Les banques et assurances américaines sont nombreuses à avoir touché le fond de la spirale dépressive dans laquelle elles s’enfonçaient depuis une année. Avec des pertes estimées à des centaines de milliards de dollars, elles sont, pour la plupart, dans une situation de quasi-faillite. Leurs homologues et partenaires européennes sont incidemment dans la tourmente, comme les bourses du monde développé qui dévissent et se reprennent de temps à autre.

Leur plus grand espoir repose sur le plan Paulson, défendu par le président Bush et les deux candidats à sa succession, McCain et Obama. Accrédité par le Congrès américain, il coûtera au contribuable américain entre 700 et 1400 milliards de dollars en procédant purement et simplement à une vaste opération de nationalisations.

Nationalisations ? Cette carte est, en théorie, l’hérésie suprême dans les pays de la libre entreprise. Mais les gouvernants et les grands argentiers du monde développé savent, depuis bien longtemps, que le « tout marché » a ses limites, et que l’Etat se doit d’intervenir en cas de crise majeure. Les élites américaines ont fait, là-dessus, leur religion depuis les années trente. Ils restent convaincus que si la crise de 1929 avait pris son ampleur dévastatrice et mené le capitalisme au bord du gouffre, c’est parce que la Federal Reserve et les autorités publiques avaient laissé les banques s’effondrer en refusant d’injecter les liquidités nécessaires pour rétablir la confiance et la croissance régulière de l’économie réelle.

Le gendarme de l’orthodoxie financière à l’échelle du monde, le Fonds monétaire international, conforte les dirigeants américains actuels dans leur choix interventionniste. Ainsi, pour Dominique Strauss-Kahn, son directeur général, «  l’effort initial des finances publiques doit être massif. Mais, si cela n’était pas le cas, des efforts budgétaires importants seraient alors nécessaires pour garantir la stabilité à long terme des finances publiques. »

Récession

Un quart de siècle plus tôt, dans les années quatre-vingts, les banques de l’Union monétaire ouest-africaine étaient dans une situation de crise analogue à celle que traverse le système américain. Une trentaine d’entre elles étaient alors en situation de cessation de paiement, en faillite. Et les causes étaient sensiblement les mêmes. L’économie mondiale était en crise, sous l’emprise des deux premiers chocs pétroliers. Les pays de l’Union subissaient d’autant plus durement cette récession qu’ils faisaient face à une sécheresse qui perdurait depuis une décennie et que les cours de leurs principaux produits d’exportation (café, cacao, arachide, coton, etc.) s’étaient effondrés sur le marché mondial. Ces facteurs sont venus accentuer les faiblesses internes au système bancaire sous-régional. Celui-ci souffrait d’une dégradation prononcée de la qualité de ses actifs due à une gestion laxiste et défectueuse qui entraîna le développement inconsidéré des créances malsaines.

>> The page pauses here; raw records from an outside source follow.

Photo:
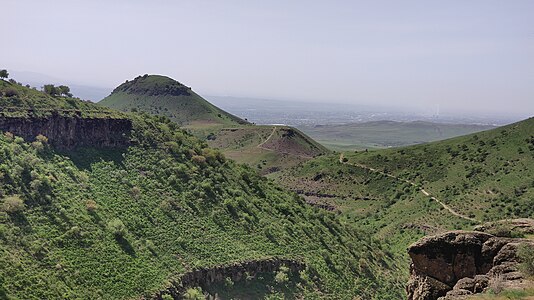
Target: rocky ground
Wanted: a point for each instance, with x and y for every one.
(454, 265)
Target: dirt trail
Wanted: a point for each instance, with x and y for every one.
(422, 190)
(260, 145)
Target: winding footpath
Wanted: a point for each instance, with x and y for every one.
(260, 145)
(422, 190)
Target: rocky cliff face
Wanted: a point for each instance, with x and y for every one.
(454, 264)
(67, 132)
(236, 272)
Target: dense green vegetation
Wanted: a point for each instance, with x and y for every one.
(486, 176)
(123, 223)
(161, 95)
(266, 148)
(17, 100)
(384, 134)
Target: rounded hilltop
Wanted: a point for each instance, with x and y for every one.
(162, 95)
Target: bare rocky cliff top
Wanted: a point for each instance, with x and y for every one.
(455, 264)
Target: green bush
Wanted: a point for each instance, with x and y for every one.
(13, 204)
(194, 294)
(526, 256)
(117, 227)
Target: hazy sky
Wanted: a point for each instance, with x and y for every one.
(460, 55)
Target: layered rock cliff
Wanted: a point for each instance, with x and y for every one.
(458, 263)
(70, 131)
(236, 272)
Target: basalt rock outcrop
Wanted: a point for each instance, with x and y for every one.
(70, 131)
(236, 272)
(459, 263)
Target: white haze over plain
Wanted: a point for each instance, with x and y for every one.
(472, 56)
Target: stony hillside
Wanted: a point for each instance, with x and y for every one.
(404, 193)
(161, 95)
(148, 218)
(265, 148)
(457, 264)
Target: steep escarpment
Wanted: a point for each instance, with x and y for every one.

Les Etats de l’Union s’étaient vus interdire tout recours à des fonds publics pour sauver les banques.

Mais, contrairement à ce qui est de mise en ce moment, les Etats de l’Union mis sous ajustement structurel par la Banque mondiale et le FMI s’étaient vus strictement interdits de faire recours à des fonds publics pour sauver les banques en faillite et dans le capital desquelles ils étaient, par ailleurs, déjà présents. Une des explications données était leur surendettement. Pourtant, l’administration américaine et les Etats européens sont, dans le contexte actuel, tous surendettées. Mais l’on accepte qu’ils s’endettent davantage pour financer les opérations de sauvetage de leurs banques en déliquescence.

Assainissement

Les Etats de l’UMOA avaient plutôt été contraints de liquider purement et simplement les établissements insolvables, soit le quart du réseau bancaire de l’Union, et d’assainir en profondeur le reste du système, sous la houlette des institutions de Bretton Woods. Les réformes libérales mises en Å“uvre étaient, notamment : la libéralisation des taux d’intérêt et surtout l’institution de mesures prudentielles pour veiller au respect des conditions d’exercice de la profession bancaire, assurer le contrôle quantitatif de la liquidité bancaire, accroître la sécurité du système financier et orienter la structure de l’épargne et du crédit vers l’économie réelle. Il s’y ajoutait le recouvrement des créances douteuses et l’apurement des arriérés des Etats.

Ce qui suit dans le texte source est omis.